Testosterone deficiency: a risk factor for heart failure
This review summarizes the available evidence on the role of low testosterone levels (also known as testosterone deficiency syndrome [TDS] or hypogonadism) as a modifiable risk factor for heart failure. It also underlines the benefits and potential side effects of testosterone therapy in men suffering from chronic heart failure (CHF).

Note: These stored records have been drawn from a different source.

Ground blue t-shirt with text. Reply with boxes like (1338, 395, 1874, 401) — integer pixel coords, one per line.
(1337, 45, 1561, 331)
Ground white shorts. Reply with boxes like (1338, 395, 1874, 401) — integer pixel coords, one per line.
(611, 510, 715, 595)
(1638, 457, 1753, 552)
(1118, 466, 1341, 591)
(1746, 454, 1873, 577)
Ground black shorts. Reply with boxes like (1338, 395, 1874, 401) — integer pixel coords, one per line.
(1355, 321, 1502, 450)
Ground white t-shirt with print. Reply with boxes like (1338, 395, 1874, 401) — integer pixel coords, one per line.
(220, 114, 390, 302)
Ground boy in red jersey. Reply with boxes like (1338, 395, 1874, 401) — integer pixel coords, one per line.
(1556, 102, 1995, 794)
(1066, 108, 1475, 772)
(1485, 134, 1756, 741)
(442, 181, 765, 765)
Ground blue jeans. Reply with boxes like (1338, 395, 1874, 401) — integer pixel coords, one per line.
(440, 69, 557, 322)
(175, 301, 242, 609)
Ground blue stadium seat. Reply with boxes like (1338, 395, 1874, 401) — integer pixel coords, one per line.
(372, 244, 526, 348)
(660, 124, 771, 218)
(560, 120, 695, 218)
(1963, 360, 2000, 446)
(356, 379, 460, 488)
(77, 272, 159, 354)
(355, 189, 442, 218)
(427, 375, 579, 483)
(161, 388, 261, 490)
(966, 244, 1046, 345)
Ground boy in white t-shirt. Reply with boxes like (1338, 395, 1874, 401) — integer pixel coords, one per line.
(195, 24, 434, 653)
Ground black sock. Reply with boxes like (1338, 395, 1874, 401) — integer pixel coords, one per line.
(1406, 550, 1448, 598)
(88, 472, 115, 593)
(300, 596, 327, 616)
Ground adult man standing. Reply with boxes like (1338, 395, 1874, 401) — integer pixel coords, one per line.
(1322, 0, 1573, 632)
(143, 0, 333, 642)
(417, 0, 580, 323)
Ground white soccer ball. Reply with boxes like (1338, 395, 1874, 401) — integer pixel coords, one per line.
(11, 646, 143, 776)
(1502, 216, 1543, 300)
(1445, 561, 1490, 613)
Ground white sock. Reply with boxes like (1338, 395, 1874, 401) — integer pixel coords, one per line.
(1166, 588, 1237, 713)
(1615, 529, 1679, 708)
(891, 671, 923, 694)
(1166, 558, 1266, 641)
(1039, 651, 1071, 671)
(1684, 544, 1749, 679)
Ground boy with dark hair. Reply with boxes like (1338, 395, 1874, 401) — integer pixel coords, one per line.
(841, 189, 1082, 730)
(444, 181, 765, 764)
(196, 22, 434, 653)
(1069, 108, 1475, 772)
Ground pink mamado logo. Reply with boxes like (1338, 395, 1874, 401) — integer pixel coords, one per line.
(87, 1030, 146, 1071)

CHF is a growing health problem worldwide, the prevalence of which increases with age. TDS (hypogonadism) is characterized by low testosterone levels, especially low levels of which have been linked to the severity of symptoms in men with CHF – 25% of patients with CHF have testosterone levels below the normal range. On the other hand, it is noteworthy that heart failure itself can affect testosterone metabolism. Furthermore, patients affected by metabolic diseases such as diabetes, obesity and metabolic syndrome, which on their own may lead to the onset and progression of CHF, often have low circulating levels of testosterone.
A reduction in circulating testosterone levels may contribute to specific features of CHF such as fatigue, weakness, shortness of breath, weight loss and deterioration in physical condition. Testosterone therapy is often used to treat men with TDS, and recent evidence suggests that Testosterone therapy may improve muscle strength and lung capacity in patients with CHF, especially those with TDS. However, large clinical trials are required to assess the long-term effectiveness and safety of Testosterone therapy in these patients.